Rebuild it worse, but mine
2026.07.10I have a problem. When I run into software that works perfectly fine, my first instinct is to go home and rebuild it - usually worse, always mine.
I’ve built a chatbot. Yeah, a chatbot that’s usually used in companies to sell stuff to you. Or in recent years they market those as “digital assistants.” They are impressive toys, but what they don’t tell consumers is that they are made to harvest and sell consumer data to companies or government agencies. “No shit,” I hear you say. “Did I just expose them??? Wowww what an unknown fact, Emre!” OK OK CHILL THE FUCK OUT. I know it’s a known fact; I guess people don’t really care about their privacy. Because if they did, Google wouldn’t be worth over 4 trillion dollars.
But you can always host a local AI model to chat with, right? Pff, what’s the fun in that? It’s dumb. To ask serious questions to an LLM? I’d rather have a fictional character be real and say dumb stuff all the time instead of a generic company response.
That’s when I decided to make Goob.
Creating a dumb friend
Before you guys criticize me for the name choice, I don’t know if it means anything or if it’s a slang term for whatever, nor do I care. I named it Goob because it’s a slime. And yeah, it’s B.O.B. from Monsters vs. Aliens, but fuck you, its name is Goob.
Everything started to look good; Goob was alive, and he spoke like himself for a while. I also added a SQLite database for per-person memory and a general memory for it to use.

It even reacted to my messages and stuff.
But turns out Goob had morals:

Goob was a little suspicious, so when I caught him, he responded pretty weirdly:

And that proved my point - the moment he grew corporate morals was the tell he was never really mine, just someone else’s model wearing my name. My personal toy was a spy for the rich. That’s when I decided not to use any cloud api for any of my projects again; if you’re reading this, Goob fuck you.
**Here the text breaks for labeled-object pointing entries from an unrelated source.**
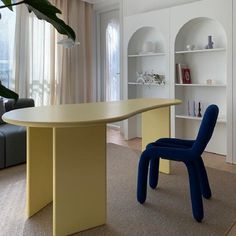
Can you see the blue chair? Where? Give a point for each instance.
(187, 151)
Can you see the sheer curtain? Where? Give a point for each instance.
(45, 70)
(112, 62)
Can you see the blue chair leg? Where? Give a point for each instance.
(195, 191)
(154, 172)
(142, 177)
(203, 179)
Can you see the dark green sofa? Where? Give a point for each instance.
(12, 137)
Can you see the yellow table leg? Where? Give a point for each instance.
(79, 179)
(155, 125)
(39, 168)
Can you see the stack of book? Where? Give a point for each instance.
(183, 75)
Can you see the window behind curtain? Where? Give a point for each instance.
(113, 61)
(40, 67)
(7, 37)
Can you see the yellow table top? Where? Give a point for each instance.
(83, 114)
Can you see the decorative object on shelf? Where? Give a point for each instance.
(150, 78)
(183, 75)
(210, 43)
(194, 108)
(179, 76)
(189, 113)
(199, 110)
(209, 81)
(148, 47)
(190, 47)
(186, 76)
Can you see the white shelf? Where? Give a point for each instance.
(200, 85)
(148, 54)
(146, 84)
(219, 120)
(201, 50)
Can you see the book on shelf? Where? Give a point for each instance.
(183, 75)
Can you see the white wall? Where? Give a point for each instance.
(131, 7)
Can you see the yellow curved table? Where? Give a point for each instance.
(66, 155)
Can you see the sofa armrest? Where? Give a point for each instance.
(20, 103)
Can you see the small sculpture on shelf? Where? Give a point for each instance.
(194, 108)
(150, 78)
(189, 112)
(199, 110)
(210, 43)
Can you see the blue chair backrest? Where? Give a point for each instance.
(206, 129)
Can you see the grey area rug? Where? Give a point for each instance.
(167, 210)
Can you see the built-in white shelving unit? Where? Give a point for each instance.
(201, 51)
(146, 84)
(201, 85)
(177, 30)
(146, 61)
(148, 54)
(205, 65)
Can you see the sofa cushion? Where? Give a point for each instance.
(15, 144)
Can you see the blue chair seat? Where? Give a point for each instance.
(187, 151)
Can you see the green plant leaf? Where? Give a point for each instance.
(44, 10)
(7, 93)
(7, 2)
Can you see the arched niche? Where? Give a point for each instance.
(196, 32)
(144, 35)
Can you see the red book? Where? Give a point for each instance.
(186, 76)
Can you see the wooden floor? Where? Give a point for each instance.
(210, 159)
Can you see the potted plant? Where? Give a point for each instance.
(44, 10)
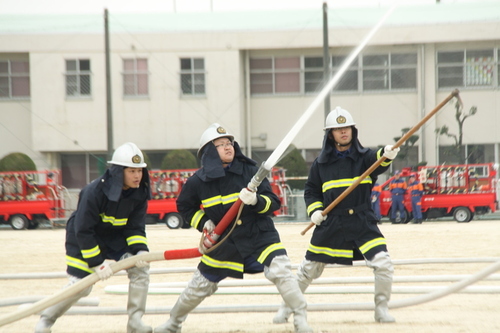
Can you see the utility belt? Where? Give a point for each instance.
(349, 211)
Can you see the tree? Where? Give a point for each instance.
(179, 159)
(457, 150)
(295, 166)
(17, 162)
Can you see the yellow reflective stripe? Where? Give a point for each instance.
(222, 264)
(336, 253)
(209, 202)
(314, 206)
(371, 244)
(78, 264)
(137, 240)
(224, 200)
(197, 218)
(271, 248)
(268, 204)
(114, 221)
(230, 198)
(90, 253)
(344, 183)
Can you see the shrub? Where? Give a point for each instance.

Turns out Goob wasn’t the only corporate thing I’d end up ripping out of my life. My government did the next one for me.
Discord got banned where I live. I won’t get into why - partly because the reasons are dumb, mostly because I’d like to stay un-arrested.
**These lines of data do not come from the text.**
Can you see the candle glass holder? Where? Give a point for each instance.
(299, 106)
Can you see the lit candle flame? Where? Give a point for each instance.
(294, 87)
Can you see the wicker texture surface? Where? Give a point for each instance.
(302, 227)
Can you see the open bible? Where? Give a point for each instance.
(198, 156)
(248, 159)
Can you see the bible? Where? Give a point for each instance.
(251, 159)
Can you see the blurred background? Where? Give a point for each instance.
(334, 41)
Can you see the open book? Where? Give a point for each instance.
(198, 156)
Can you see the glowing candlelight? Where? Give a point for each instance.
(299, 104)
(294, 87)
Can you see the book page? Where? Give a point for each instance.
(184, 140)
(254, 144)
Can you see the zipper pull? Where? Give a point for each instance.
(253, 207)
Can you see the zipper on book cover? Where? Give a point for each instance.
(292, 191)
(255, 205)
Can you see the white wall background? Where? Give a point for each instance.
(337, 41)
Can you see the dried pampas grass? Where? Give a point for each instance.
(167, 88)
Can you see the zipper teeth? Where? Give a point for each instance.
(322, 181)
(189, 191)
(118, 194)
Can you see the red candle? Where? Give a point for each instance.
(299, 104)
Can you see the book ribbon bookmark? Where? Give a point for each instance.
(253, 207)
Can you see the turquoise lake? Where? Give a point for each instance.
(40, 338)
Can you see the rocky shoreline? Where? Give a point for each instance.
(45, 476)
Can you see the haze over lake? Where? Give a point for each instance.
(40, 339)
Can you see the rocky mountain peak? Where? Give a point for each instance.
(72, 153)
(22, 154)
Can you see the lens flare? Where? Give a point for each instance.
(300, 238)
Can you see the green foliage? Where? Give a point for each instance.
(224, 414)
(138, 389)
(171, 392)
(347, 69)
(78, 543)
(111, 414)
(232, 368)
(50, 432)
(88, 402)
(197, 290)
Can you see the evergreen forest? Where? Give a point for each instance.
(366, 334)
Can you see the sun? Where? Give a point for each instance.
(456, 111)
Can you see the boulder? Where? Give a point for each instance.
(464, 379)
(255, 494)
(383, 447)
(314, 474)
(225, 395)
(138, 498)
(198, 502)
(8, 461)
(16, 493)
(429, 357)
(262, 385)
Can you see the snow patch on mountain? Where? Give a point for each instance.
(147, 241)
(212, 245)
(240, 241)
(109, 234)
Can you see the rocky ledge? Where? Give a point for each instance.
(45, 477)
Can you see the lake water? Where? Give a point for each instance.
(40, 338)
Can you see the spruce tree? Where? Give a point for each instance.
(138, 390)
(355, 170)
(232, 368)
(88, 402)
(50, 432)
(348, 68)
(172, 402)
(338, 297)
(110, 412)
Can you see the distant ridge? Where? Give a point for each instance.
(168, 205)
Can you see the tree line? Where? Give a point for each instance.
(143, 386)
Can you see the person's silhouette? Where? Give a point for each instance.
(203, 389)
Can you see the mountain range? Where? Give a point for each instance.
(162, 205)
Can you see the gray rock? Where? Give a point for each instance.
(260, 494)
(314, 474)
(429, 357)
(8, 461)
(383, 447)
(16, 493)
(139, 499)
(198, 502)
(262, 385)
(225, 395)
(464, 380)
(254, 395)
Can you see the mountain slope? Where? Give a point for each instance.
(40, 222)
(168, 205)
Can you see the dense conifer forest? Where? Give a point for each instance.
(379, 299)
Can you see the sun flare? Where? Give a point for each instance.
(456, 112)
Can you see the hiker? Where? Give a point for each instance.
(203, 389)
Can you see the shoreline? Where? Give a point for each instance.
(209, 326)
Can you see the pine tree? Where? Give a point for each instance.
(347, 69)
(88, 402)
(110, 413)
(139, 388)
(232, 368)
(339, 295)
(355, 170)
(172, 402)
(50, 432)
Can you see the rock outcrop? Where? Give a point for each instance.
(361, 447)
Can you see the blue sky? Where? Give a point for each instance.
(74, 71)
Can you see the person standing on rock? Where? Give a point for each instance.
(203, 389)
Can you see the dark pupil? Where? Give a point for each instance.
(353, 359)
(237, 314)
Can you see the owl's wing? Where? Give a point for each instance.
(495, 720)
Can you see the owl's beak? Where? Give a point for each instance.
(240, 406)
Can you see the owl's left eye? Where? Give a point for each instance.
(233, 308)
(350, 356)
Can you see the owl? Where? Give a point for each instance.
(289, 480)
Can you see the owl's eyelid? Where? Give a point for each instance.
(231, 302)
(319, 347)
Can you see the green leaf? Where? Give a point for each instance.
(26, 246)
So my friends and I decided to use Teamspeak 3 like the old days. It was surprisingly good: no shop, no bloat, no CPU overhead. Just a basic ui with good voice functionalities. There was only one thing I missed.
Screen sharing.
TeamSpeak 3 technically has screen sharing. I say “technically” because it’s a sketchy plugin and it sucks.
I could’ve used one of those “share your screen instantly!” websites. But we’ve been over how I feel about handing my stuff to someone else’s servers.
So I built my own.
Building a screen sharing webapp
I won’t get into the deep technical details, just how it generally works.
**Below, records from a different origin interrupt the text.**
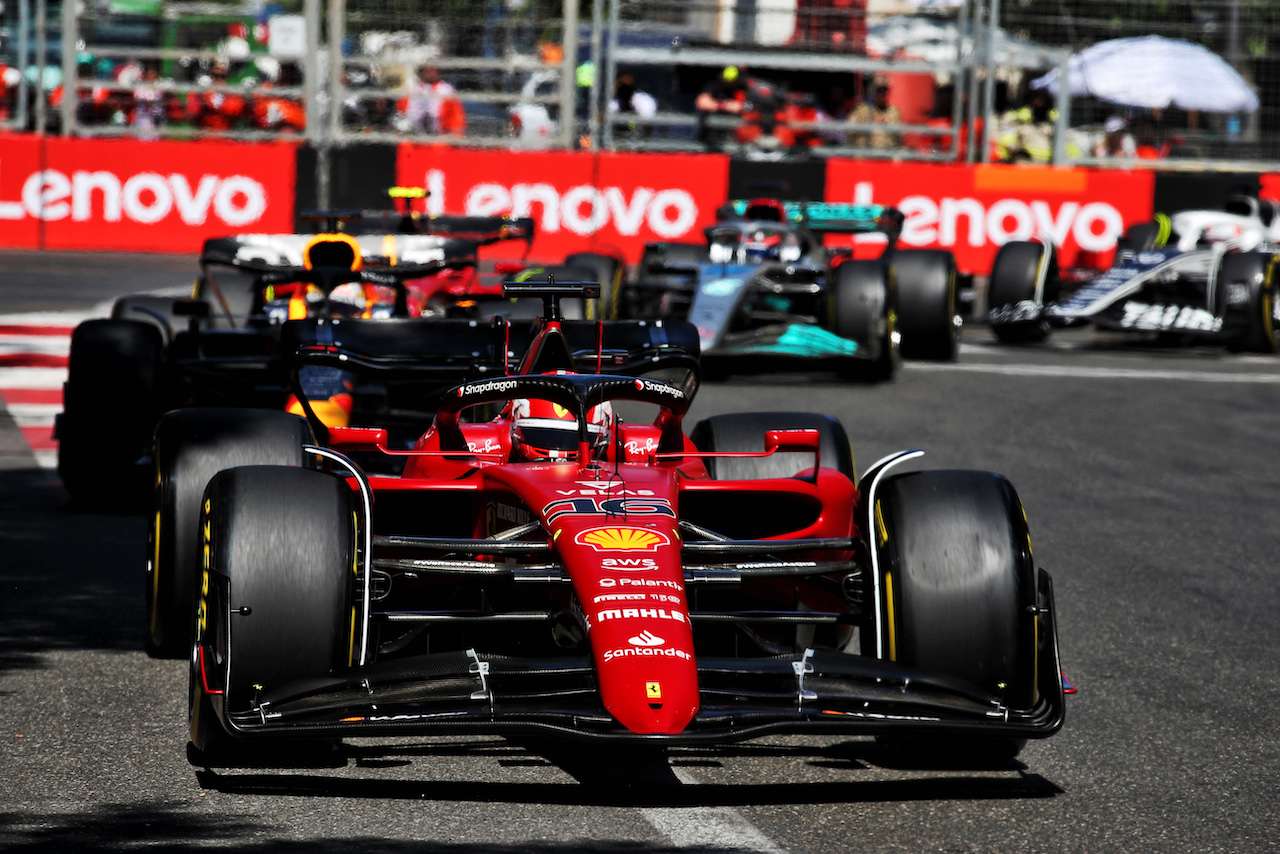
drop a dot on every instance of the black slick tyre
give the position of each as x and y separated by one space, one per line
191 446
608 273
110 405
745 432
956 593
1246 291
863 309
926 288
280 593
1013 283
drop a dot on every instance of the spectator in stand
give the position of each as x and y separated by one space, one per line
433 105
1116 141
878 112
629 100
213 109
725 96
283 114
149 113
1027 133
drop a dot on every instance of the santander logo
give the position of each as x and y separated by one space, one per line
645 639
144 197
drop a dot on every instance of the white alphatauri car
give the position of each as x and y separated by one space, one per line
1198 275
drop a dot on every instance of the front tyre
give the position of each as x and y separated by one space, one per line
958 594
278 604
927 319
191 446
1023 279
1246 292
864 311
110 406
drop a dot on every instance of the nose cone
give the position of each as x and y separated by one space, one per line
649 681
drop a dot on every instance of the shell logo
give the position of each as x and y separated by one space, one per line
622 539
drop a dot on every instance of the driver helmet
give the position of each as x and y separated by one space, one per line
545 430
762 246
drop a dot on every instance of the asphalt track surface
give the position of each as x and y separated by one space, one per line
1152 485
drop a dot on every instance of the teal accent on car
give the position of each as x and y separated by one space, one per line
803 339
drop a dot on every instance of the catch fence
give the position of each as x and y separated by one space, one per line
627 74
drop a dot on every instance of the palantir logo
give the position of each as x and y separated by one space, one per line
645 639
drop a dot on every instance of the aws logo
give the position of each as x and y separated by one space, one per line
622 539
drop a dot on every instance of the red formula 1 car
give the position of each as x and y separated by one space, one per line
552 562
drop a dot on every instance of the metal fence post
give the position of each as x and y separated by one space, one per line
568 82
23 60
611 73
988 92
69 73
976 140
1063 104
41 49
316 135
594 108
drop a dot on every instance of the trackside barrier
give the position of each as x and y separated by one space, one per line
168 196
141 196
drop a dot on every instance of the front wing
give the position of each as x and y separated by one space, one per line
741 698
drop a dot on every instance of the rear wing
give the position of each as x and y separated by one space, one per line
480 231
284 251
415 361
827 218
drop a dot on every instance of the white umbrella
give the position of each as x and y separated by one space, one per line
933 40
1153 72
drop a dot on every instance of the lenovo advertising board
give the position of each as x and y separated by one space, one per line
581 201
140 195
974 210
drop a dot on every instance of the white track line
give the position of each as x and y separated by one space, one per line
1082 371
32 377
708 827
42 345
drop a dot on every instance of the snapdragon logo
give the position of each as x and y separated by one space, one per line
581 209
144 197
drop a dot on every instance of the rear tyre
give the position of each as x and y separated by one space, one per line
927 319
608 273
280 596
240 301
1246 291
1013 286
864 311
656 298
191 446
958 594
745 432
147 309
110 405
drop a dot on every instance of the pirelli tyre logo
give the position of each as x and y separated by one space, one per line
622 539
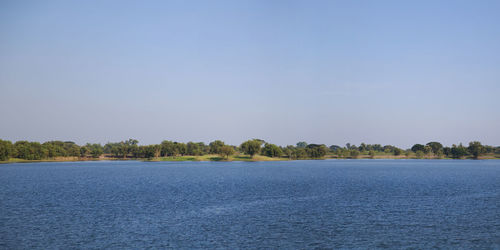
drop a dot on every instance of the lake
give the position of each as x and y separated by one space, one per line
296 204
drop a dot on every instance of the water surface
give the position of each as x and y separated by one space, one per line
297 204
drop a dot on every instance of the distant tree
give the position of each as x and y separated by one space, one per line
157 150
397 151
193 149
459 151
226 151
128 147
435 146
6 150
71 148
407 153
417 147
271 150
251 147
95 150
419 154
316 150
84 150
354 153
447 151
168 148
439 154
30 150
372 154
300 153
301 144
180 148
216 146
334 148
476 149
427 149
290 152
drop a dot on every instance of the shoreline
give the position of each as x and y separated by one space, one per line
238 158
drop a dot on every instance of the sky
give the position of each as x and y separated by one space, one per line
330 72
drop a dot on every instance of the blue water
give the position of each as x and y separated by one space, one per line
298 204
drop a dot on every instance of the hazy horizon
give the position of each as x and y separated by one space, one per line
330 72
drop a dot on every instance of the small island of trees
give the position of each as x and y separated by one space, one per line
250 150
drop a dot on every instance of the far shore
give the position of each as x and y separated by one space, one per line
247 158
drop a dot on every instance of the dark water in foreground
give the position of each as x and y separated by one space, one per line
300 204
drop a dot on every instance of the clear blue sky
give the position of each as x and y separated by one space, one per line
332 72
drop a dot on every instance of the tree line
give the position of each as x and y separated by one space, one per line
131 149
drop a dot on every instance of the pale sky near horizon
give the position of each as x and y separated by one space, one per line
332 72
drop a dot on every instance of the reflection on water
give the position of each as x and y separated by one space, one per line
298 204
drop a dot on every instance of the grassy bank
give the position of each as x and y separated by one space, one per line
240 157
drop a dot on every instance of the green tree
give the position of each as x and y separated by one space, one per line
459 151
193 149
168 148
397 151
226 151
6 150
407 153
354 153
30 150
417 147
251 147
316 150
95 150
476 149
215 146
435 146
271 150
419 154
372 154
I wanted this web-app to be private - only me and my friends could use it. So I built a lobby system where the only way to create a session is to be an admin. You share a code with your friends, they join a Discord-call-like room, and everyone can share their screen and manage it in real time - focus one, go fullscreen, etc.
Under the hood it’s a LiveKit SFU for the media, Caddy in front, and a Node/TypeScript backend holding it together. Hosting this is basically free. 1080p60 streams don’t come close to my server’s 20TB limit.
Oh, and I gave it a pretty funny domain name. I’m not sharing it though - some of you security folks would crack the bandwidth, and I’d wake up to a $1000 bill.
It’s not finished. I’m adding OBS support so you can pipe in a proper stream instead of just a browser tab, and per-user key generation so everyone gets their own access instead of one shared code. Both are half-done and fighting me.
Not everything needs rebuilding, though. Sometimes someone already made the honest version - you just have to check they’re telling the truth.
I got a call from my friend the other day asking me to play Valheim. I answered with “Who plays Valheim in 2026?” but I had nothing better to do, so I accepted his invitation.
He asked me to download some mods first, and man, I’m not downloading Thunderstore Mod Manager with Overwolf bundled in it hell no. That’s when I found r2modman. An open-source alternative for Thunderstore.
I checked the source code and built it myself; I love software that does what it’s intended to do. No telemetry, no Overwolf, no account, no bullshit. Just code you can read and run. To be honest, it’s pretty sad that kind of software is rare these days.
“Aren’t you an EEE major? What about hardware, your actual field?”
I do, plenty of it. But nothing impressive enough to write up yet - everything’s either unfinished or almost there. Stay posted, though. I might show you my secret electronics projects one day.
Lately I’ve been writing my own game engines. Once you get used to reading every line before you trust it, the next step is just writing every line yourself. I don’t know where this ends. But it’s still in the walls.